Friday, February 6, 2009

Glade Interface and GTK

A word about Glade Interface Designer?
Well !! If you want to create Visual C++ like graphical application , you can use Glade. It comes as default installation with Fedora 6,7 ( i dun know abt other versions n distros). All you need to do is select and drag a couple of widgets (see previous post to know about widgets) and choose a layout. It can be used with any desktop environment in Linux, as long as the gtk+ and/or gnome libraries are installed.
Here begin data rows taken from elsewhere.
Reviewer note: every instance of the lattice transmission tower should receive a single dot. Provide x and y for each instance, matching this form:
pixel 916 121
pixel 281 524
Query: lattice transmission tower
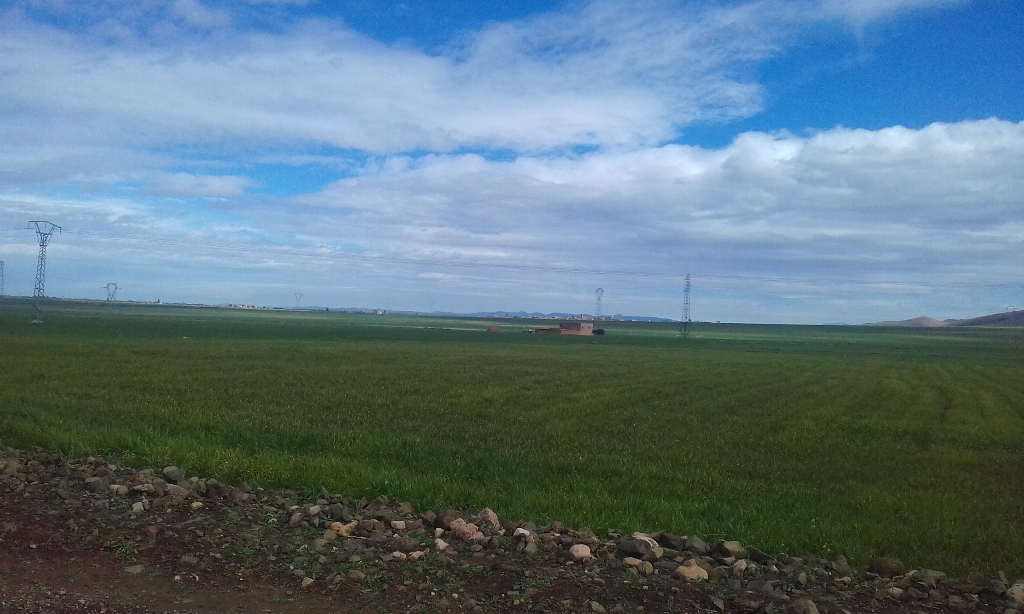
pixel 684 324
pixel 43 230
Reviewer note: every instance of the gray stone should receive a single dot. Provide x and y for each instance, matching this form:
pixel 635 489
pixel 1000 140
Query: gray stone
pixel 957 603
pixel 928 577
pixel 759 557
pixel 487 521
pixel 842 567
pixel 667 567
pixel 581 553
pixel 803 606
pixel 1016 594
pixel 691 573
pixel 173 474
pixel 695 545
pixel 886 567
pixel 587 536
pixel 671 541
pixel 630 546
pixel 175 490
pixel 729 549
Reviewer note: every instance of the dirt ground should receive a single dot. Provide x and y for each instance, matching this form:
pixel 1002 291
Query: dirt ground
pixel 89 536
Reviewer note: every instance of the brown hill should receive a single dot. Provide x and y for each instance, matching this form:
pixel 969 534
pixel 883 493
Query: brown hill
pixel 923 321
pixel 1006 318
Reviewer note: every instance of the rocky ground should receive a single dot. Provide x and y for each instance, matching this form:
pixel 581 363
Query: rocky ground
pixel 90 536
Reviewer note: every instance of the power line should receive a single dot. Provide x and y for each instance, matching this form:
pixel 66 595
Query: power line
pixel 43 230
pixel 288 252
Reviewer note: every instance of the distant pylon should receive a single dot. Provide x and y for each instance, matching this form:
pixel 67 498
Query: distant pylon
pixel 44 230
pixel 684 324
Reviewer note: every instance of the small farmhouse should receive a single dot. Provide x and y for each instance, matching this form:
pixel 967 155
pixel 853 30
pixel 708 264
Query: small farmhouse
pixel 569 327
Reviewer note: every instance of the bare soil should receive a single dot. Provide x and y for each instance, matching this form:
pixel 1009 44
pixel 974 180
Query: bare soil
pixel 69 542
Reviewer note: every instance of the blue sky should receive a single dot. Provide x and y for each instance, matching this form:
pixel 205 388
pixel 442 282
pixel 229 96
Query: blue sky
pixel 806 161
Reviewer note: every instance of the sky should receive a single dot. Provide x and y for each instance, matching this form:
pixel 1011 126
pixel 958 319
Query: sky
pixel 804 161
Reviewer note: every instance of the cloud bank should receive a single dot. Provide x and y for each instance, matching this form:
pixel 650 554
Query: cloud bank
pixel 172 135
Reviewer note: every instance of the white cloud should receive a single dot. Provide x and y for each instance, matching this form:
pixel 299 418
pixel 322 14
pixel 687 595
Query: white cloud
pixel 862 11
pixel 213 186
pixel 611 75
pixel 895 204
pixel 196 13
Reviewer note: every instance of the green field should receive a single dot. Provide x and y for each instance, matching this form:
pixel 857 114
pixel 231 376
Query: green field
pixel 801 439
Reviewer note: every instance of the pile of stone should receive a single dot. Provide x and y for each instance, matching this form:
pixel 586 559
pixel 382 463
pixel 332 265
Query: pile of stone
pixel 307 536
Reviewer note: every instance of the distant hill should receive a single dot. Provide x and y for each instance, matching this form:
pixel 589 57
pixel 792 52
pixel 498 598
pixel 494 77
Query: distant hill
pixel 921 322
pixel 1006 318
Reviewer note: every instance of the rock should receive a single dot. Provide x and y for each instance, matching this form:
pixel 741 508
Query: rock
pixel 928 576
pixel 630 546
pixel 886 567
pixel 586 536
pixel 487 521
pixel 695 545
pixel 718 574
pixel 581 553
pixel 189 560
pixel 175 490
pixel 957 603
pixel 343 530
pixel 466 530
pixel 672 541
pixel 729 549
pixel 173 474
pixel 444 521
pixel 667 567
pixel 759 557
pixel 842 567
pixel 1016 594
pixel 96 485
pixel 803 606
pixel 691 573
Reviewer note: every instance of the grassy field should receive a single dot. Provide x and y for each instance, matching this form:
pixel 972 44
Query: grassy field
pixel 802 439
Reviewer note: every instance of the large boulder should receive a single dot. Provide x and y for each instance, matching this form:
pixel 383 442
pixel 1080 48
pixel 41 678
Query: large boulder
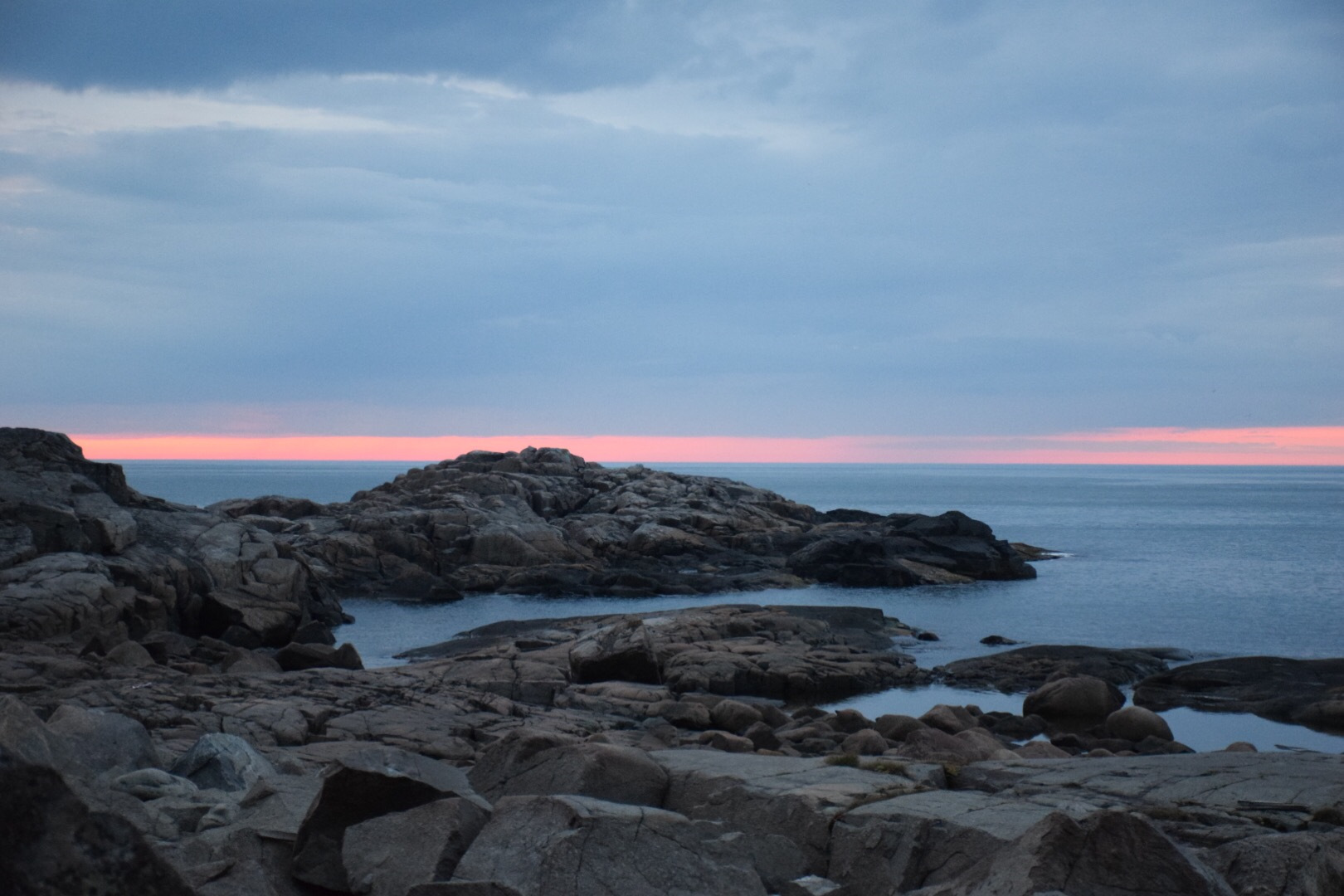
pixel 1136 723
pixel 578 845
pixel 222 762
pixel 1296 691
pixel 105 740
pixel 1077 698
pixel 604 772
pixel 1105 853
pixel 360 786
pixel 387 855
pixel 1030 668
pixel 923 839
pixel 56 844
pixel 786 805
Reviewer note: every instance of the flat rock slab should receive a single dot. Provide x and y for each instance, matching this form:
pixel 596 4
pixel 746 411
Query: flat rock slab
pixel 578 845
pixel 778 798
pixel 1233 782
pixel 1029 668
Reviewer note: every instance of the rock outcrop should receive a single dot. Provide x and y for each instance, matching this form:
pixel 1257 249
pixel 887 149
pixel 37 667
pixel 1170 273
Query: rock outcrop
pixel 85 557
pixel 546 522
pixel 1305 692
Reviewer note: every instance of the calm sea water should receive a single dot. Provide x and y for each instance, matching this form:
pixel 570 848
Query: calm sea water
pixel 1215 561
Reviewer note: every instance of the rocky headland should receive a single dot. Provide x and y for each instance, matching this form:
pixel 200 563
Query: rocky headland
pixel 175 716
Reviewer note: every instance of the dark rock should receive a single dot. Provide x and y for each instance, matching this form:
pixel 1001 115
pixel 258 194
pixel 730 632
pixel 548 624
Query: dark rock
pixel 577 845
pixel 56 844
pixel 314 631
pixel 1294 691
pixel 387 855
pixel 895 727
pixel 363 785
pixel 514 767
pixel 1079 698
pixel 1108 853
pixel 1136 723
pixel 295 657
pixel 1029 668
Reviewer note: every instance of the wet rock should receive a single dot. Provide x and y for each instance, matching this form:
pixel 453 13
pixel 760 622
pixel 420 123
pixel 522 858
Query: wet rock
pixel 363 785
pixel 864 743
pixel 1137 723
pixel 56 844
pixel 295 657
pixel 578 845
pixel 895 727
pixel 949 719
pixel 1294 691
pixel 1079 698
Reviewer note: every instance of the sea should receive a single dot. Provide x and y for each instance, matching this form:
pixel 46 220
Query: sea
pixel 1214 561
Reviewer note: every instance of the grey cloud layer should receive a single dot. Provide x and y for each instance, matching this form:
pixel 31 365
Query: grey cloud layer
pixel 672 218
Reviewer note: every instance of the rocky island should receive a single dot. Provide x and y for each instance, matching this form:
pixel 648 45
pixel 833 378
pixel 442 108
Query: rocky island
pixel 177 718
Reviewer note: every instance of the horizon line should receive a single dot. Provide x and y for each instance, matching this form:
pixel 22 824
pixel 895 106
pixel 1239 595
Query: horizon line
pixel 1140 446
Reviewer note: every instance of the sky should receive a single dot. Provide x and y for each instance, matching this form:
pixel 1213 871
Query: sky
pixel 926 230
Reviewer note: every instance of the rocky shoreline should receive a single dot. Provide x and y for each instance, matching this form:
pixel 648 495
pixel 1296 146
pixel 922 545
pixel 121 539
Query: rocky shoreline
pixel 175 716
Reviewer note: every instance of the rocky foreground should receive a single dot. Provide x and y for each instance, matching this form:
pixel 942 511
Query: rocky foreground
pixel 175 716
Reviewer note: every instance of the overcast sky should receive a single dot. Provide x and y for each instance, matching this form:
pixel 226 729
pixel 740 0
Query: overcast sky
pixel 730 218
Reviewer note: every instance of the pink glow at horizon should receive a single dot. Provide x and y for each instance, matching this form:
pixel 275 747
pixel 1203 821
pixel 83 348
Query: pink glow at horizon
pixel 1303 445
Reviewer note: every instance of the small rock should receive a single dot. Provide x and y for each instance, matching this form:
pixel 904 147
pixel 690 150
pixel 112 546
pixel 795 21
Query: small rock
pixel 128 653
pixel 153 783
pixel 864 743
pixel 1136 723
pixel 895 727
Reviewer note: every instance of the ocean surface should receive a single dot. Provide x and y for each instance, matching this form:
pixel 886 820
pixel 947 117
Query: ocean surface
pixel 1214 561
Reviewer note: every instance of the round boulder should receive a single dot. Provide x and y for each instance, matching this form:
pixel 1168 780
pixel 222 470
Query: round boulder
pixel 1136 723
pixel 1074 698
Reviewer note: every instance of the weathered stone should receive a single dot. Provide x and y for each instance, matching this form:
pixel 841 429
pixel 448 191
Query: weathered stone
pixel 390 853
pixel 949 719
pixel 1030 668
pixel 54 844
pixel 1136 723
pixel 295 657
pixel 617 774
pixel 864 743
pixel 1298 691
pixel 153 783
pixel 1108 853
pixel 223 762
pixel 1075 698
pixel 734 716
pixel 104 740
pixel 795 800
pixel 894 727
pixel 578 845
pixel 363 785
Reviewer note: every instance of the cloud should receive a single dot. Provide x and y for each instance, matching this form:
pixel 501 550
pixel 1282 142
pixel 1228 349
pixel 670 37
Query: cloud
pixel 763 219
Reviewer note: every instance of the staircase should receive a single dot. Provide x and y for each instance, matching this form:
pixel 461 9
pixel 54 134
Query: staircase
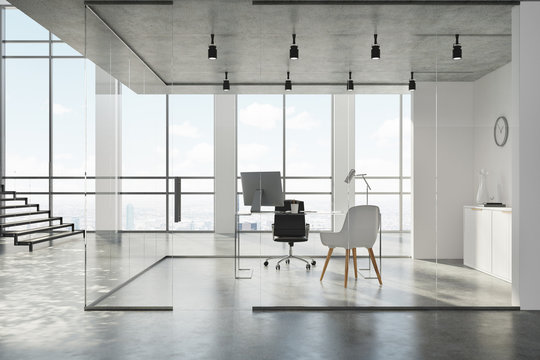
pixel 27 224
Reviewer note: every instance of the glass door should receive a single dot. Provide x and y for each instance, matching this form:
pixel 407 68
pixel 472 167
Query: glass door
pixel 128 257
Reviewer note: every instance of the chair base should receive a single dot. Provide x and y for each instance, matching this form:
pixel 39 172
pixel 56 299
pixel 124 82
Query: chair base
pixel 287 258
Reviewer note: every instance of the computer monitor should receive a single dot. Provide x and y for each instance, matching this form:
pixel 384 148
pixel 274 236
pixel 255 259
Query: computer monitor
pixel 262 189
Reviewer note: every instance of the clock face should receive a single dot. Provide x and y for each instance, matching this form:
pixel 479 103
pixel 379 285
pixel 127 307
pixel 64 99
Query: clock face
pixel 500 131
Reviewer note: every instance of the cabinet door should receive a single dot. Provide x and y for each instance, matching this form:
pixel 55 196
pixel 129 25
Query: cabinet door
pixel 477 245
pixel 469 237
pixel 502 244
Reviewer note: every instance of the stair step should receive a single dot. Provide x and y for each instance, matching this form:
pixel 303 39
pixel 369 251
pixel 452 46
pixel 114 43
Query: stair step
pixel 25 214
pixel 36 230
pixel 58 235
pixel 14 199
pixel 18 206
pixel 26 222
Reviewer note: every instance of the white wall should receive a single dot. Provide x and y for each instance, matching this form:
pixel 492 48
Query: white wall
pixel 343 142
pixel 108 152
pixel 225 163
pixel 493 98
pixel 442 167
pixel 528 55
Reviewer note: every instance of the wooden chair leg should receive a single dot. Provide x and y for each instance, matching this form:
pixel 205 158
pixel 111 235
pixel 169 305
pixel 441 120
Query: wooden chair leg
pixel 346 266
pixel 355 264
pixel 330 251
pixel 372 257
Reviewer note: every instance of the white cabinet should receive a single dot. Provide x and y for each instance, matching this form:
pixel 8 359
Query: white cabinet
pixel 487 240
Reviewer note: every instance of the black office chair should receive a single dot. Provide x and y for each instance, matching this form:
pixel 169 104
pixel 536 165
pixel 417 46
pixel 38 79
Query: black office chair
pixel 290 228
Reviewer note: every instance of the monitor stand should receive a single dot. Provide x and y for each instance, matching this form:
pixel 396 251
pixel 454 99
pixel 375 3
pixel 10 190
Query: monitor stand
pixel 256 202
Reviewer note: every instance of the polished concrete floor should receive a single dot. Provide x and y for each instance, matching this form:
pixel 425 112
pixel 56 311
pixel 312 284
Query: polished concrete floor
pixel 42 317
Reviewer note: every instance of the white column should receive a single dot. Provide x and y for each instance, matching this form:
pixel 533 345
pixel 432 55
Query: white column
pixel 529 148
pixel 224 163
pixel 343 161
pixel 108 152
pixel 514 130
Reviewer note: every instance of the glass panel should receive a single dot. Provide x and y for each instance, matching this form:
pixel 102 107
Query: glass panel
pixel 27 117
pixel 143 185
pixel 407 134
pixel 191 135
pixel 21 27
pixel 72 209
pixel 308 185
pixel 74 185
pixel 378 185
pixel 69 127
pixel 260 133
pixel 377 134
pixel 128 265
pixel 308 131
pixel 63 49
pixel 197 213
pixel 143 212
pixel 27 49
pixel 143 134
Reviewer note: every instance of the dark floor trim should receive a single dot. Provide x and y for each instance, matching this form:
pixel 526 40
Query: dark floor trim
pixel 385 2
pixel 93 305
pixel 383 308
pixel 128 308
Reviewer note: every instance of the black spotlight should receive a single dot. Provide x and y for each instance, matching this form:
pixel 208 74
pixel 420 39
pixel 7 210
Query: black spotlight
pixel 375 49
pixel 456 52
pixel 412 82
pixel 293 53
pixel 226 84
pixel 288 83
pixel 212 49
pixel 350 83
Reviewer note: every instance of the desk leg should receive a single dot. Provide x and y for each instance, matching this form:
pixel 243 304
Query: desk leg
pixel 239 273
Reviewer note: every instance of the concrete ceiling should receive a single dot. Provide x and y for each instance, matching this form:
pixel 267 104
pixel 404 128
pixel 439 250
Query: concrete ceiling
pixel 253 43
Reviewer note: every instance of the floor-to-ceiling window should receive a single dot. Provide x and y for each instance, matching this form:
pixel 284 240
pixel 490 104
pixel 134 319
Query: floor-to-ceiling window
pixel 290 134
pixel 383 152
pixel 47 137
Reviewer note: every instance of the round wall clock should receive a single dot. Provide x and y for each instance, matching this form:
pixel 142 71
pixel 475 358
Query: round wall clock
pixel 500 131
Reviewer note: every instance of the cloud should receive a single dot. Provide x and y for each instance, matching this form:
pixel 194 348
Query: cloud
pixel 186 130
pixel 387 134
pixel 262 116
pixel 194 161
pixel 302 121
pixel 59 109
pixel 251 152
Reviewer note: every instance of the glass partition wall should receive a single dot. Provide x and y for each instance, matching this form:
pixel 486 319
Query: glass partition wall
pixel 125 269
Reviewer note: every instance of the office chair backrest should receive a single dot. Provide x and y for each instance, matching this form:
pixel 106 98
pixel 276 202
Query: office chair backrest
pixel 292 225
pixel 361 225
pixel 287 205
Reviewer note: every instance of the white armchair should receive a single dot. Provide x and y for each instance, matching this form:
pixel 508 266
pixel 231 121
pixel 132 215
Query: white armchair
pixel 360 229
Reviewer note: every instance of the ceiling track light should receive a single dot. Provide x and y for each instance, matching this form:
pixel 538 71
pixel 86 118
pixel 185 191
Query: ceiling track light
pixel 212 49
pixel 226 84
pixel 350 83
pixel 293 52
pixel 456 51
pixel 288 83
pixel 412 83
pixel 375 49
Glade can be downloaded from glade.gnome.org.

Other facts :

  • Glade develops the GUI and associated code
  • It creates empty callbacks and signal handlers to link the frontend GUI with the backend of the application
  • Glade doesn't develop the 'backend' of your application

Glade is not a complete IDE, in other words it does not include a compiler, editor or debugger. It is used in conjunction with these, for example with gvim as the editor, gcc as the compiler and gdb as the debugger. There are several IDEs for Linux that work with, or attempt to work with Glade. Anjuta is one.

GTK + :
After creating the interface, we need to program it for responses received from users, this part is done by GTK- GNU ToolKit. The GTK+ library is responsible for drawing the windows, dialogue boxes and buttons in the GIMP, Pidgin and hundreds of other programs.